Il faut se rappeler que rien n’est fatal dans le temps éternel; toutefois, simplicité et patience sont requises, car notre vie actuelle n’est que le résultat, brillant, nul ou moyen, des actions de nos vies précédentes. Pareillement, notre vie présente est la préparation pour la suivante, et ainsi de suite dans le grand samsara. Les Anciens savaient tout ça. Selon eux, c’est nous qui avons le gros bout du bâton dans toute cette histoire. Nous détenons un immense pouvoir décisionnel, car nous pouvons prévoir notre destination future : où voudrais-je me rendre après la mort de mon corps, et quelles conditions d’existence voudrais-je expérimenter dans ma prochaine vie? Est-ce que je choisis de garder une forme humaine ou bien de redescendre vers l’animalité, ou même plus bas? Ou est-ce que je voudrais m’élever vers des conditions d’existence édéniques? Ou me libérer du cercle des morts et des renaissances, et ascensionner jusqu’aux mondes d’antimatière? Le catalogue des possibilités est infini. Une vie est la programmation du destin de la suivante. On peut donc prévoir et s’y préparer. Qui plus est, certaines initiations, telles que la prière, le service de dévotion, le chant des Saints Noms, l’écoute des vibrations sonores spirituelles, une vie vertueuse, le fait de suivre les enseignements d’un bon guide spirituel, et plein d’autres choses encore, ont la propriété quasi miraculeuse d’adoucir un destin.

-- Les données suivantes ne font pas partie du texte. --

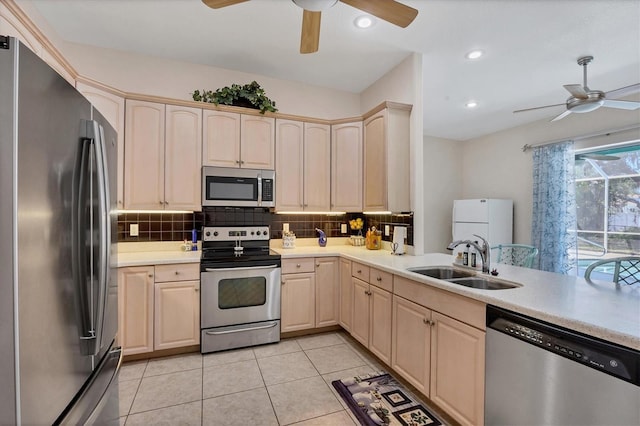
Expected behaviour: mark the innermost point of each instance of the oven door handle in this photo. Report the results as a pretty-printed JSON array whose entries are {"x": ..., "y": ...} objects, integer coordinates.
[
  {"x": 240, "y": 268},
  {"x": 240, "y": 330}
]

Il n’y a dans les mondes d’antimatière aucune différence entre celui qui domine et celui qui est dominé, car leurs relations (leurs « rasas ») sont libres de toutes les imperfections de la vie matérielle, comme l’envie, l’exploitation, le trafic des personnes, la manipulation, la jalousie, l’orgueil, etc. Nul n’est supérieur ou inférieur dans les relations entre les êtres des mondes d’antimatière puisque dans l’éternité tout est d’égale valeur. Cependant, c’est loin d’être le cas sur Terre! Nos physiciens savent très bien que lorsque des éléments matériels opposés entrent en collision, ils s’entre-détruisent. Ceci se produit parce que le monde de matière est de nature destructive et mortelle. Tout est voué à la mort matérielle ici-bas. Ce phénomène naturel n’arrive jamais dans les mondes du noumène d’antimatière, car ces systèmes d’univers se situent au-delà de l’espace-temps linéaire et de la dualité.

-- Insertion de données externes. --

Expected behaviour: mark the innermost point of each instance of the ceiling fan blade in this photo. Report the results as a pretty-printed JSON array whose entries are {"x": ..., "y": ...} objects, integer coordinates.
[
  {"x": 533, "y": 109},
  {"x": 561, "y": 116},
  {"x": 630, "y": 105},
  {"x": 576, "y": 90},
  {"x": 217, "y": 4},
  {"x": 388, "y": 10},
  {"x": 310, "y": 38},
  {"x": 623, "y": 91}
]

Pour autant, il ne s’agit pas de mépriser nos corps de matière, de rejeter nos familles ou notre métier si nous en avons un. Loin de nous de telles idées saugrenues. Il semble que nous sommes au contraire appelés à inviter l’incorporel dans nos cœurs de chair et dans nos beaux projets d’entreprise. Le fait de prévoir en premier lieu les conditions karmiques dans lesquelles nous désirons renaître n’implique pas de négliger notre situation actuelle; en fait, c’est tout l’inverse. Dans ce monde de nature destructive où nous avons mérité de nous réincarner, si nous ne ressentons pas la main bienveillante de « l’Être qui fait être tout ce qui est », la présence inconcevable du Grand Attracteur divin KRSNA, nous ne pouvons alors que nous faire du souci et nous angoisser face à la mort qui tout dévore autour de nous. Notre avenir est alors sans avenir.

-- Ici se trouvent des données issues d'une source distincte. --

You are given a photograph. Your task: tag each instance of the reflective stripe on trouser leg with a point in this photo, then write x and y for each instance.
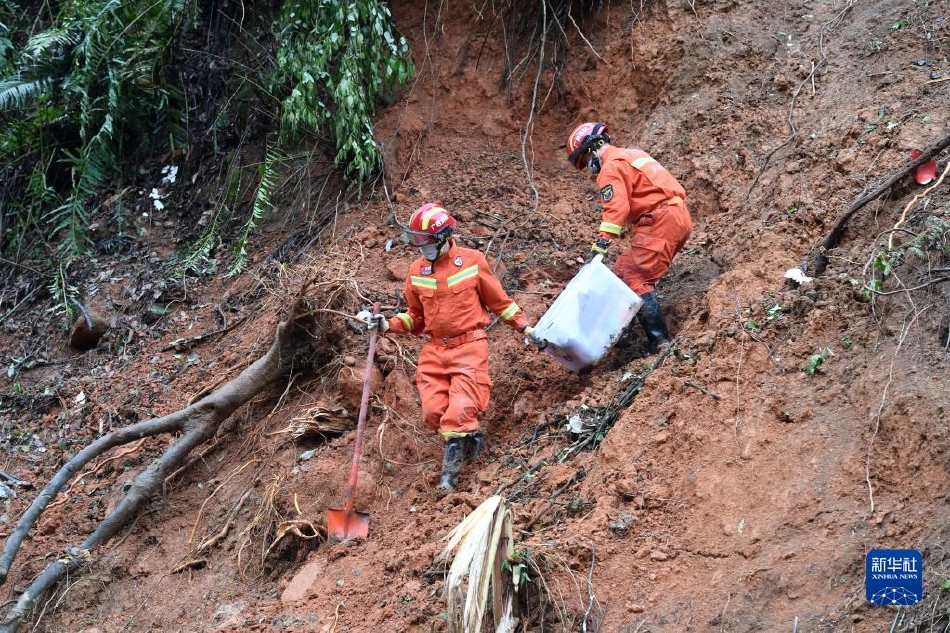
(653, 247)
(432, 380)
(469, 390)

Par contre, si nous vivons notre vie avec le sentiment qu’une présence super subjective et ultra angélique accompagne le moindre de nos pas, nous pouvons alors nous décharger de toutes nos préoccupations en les déposant aux pieds de ce Gardien divin qui est en nous comme tout autour de nous. Quoi qu’il puisse arriver au cours de notre court passage sur Terre, si nous agissons dans un tel état de détachement et de lâcher-prise, tout est supposé se mettre en place selon un ordre supérieur, et sans même que nous ayons à lutter outre mesure pour l’existence. Ce qui doit arriver doit arriver et arrivera. Ce qui devait arriver est arrivé. Il n’y a pas d’erreur. Ne plus s’en faire en sachant que tout est déjà en place attire vers nous la bonne fortune. Le doute existentiel la fait fuir. Dans un sens comme dans l’autre, nous serons spirituellement guidés. En étant conscients des jeux de cartes du karma de chacun, nous serons « inspirés » de l’intérieur (Dadami bhudi yoga). Nous rapatrierons notre souveraineté triomphante. Et ce ne sera pas de la tiédeur ou de la superstition, loin de là.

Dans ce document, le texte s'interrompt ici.